C’est un pionnier particulier, le premier «jeteur de pont» suisse entre l’université et l’industrie. Ce chimiste de formation devint membre des conseils d’administration de Ciba et de Sandoz, puis président du lobby. C’est avec lui que l’EPFZ se réforma et devint une institution internationale

Analyse

L’homme qui a attiré les Prix Nobel à Zurich

Personne ne connaît Robert Gnehm. Il est vrai que c’est un pionnier particulier, celui du transfert de savoir, le premier «jeteur de pont» suisse entre l’université et l’industrie. Ce chimiste de formation fut administrateur de Ciba et de Sandoz, puis président du lobby de l’industrie chimique et présida le conseil de l’Ecole polytechnique fédérale de Zurich (EPFZ) de 1905 à 1926. C’est lui qui initia, en 1908, la profonde réforme de l’institution, qui lui permit notamment de distribuer des doctorats. La renommée internationale de la haute école revient à ses efforts d’ouverture aux étudiants d’autres pays et d’engagements d’enseignants étrangers de haut niveau. C’est aussi lui qui dirigea les vastes projets d’agrandissement de l’institution. Il est donc logique que la Société d’études en matière d’histoire économique lui consacre un ouvrage et l’intègre dans sa série des pionniers suisses de l’économie et de la technique*.

Robert Gnehm a attiré les plus brillants scientifiques dans la ville de Zwingli. Sans doute n’a-t-il pas été le plus actif lors de l’engagement d’Albert Einstein.
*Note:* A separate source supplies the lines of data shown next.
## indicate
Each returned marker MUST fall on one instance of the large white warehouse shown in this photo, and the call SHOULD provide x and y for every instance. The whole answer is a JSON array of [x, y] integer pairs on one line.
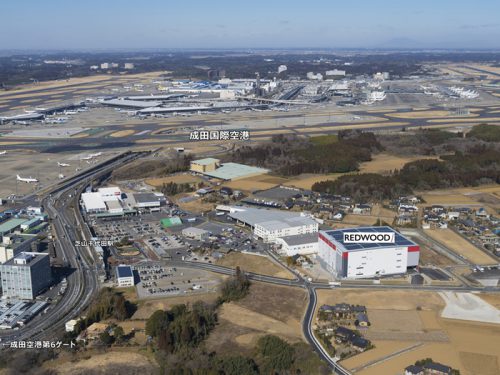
[[366, 258]]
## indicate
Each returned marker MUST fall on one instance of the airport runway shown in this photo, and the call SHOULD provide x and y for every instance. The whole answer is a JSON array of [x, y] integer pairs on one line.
[[152, 134]]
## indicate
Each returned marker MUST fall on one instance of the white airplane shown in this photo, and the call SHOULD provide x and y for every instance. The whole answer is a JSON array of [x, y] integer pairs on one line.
[[91, 156], [28, 180]]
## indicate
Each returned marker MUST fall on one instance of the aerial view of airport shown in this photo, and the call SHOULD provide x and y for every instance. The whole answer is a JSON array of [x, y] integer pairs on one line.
[[280, 189]]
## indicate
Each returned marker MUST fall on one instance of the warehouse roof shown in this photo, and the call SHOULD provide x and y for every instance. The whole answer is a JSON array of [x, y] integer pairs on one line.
[[300, 239], [124, 271], [25, 259], [131, 103], [252, 216], [288, 222], [171, 221], [206, 161], [194, 230], [11, 225], [338, 236], [93, 201], [233, 171], [146, 197]]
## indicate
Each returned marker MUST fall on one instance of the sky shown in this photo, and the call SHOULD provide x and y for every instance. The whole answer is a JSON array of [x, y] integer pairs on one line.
[[140, 24]]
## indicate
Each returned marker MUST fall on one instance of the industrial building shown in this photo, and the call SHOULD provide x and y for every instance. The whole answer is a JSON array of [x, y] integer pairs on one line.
[[302, 244], [170, 222], [124, 276], [13, 244], [225, 171], [26, 275], [270, 231], [151, 201], [204, 165], [195, 233], [365, 259], [269, 225], [15, 313], [11, 225], [104, 200]]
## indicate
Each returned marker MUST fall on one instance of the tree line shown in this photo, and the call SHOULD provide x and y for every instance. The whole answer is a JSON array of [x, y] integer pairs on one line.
[[480, 165]]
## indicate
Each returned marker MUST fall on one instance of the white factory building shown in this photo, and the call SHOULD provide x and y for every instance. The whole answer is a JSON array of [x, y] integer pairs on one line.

Initialement, il a même exprimé ses réticences à l’idée de voir le génial physicien enseigner au plus grand nombre. C’est Heinrich Zangger, ami de longue date du Prix Nobel de physique en 1921, qui a le plus œuvré en ce sens. Mais c’est sous la présidence de Robert Gnehm que le Poly a pu engager d’innombrables professeurs qui devinrent plus tard des Prix Nobel: Richard Willstätter (1872-1942), Hermann Staudinger (1881-1965), Richard Kuhn (1900-1967), et Peter Debye (1884-1966). Tous avouèrent avoir été convaincus non pas par un salaire zurichois, mais par des conditions de travail plus favorables à l’EPFZ que dans les universités concurrentes. Les talents d’Albert Einstein étaient convoités par les Universités de Leiden, Utrecht, Vienne et Berlin, mais il accepta l’invitation de l’EPFZ et y enseigna de 1909 à 1911. Si Albert Einstein tourna le dos à Zurich après à peine deux ans d’enseignement pour lui préférer Berlin, la responsabilité en revient, selon le physicien lui-même, à «l’esprit souvent mesquin des Suisses». En l’occurrence, son regard visait surtout le recteur Vetter, lequel reprochait par exemple au physicien «le coût élevé du chauffage de l’auditorium lors de mes cours sur la relativité»…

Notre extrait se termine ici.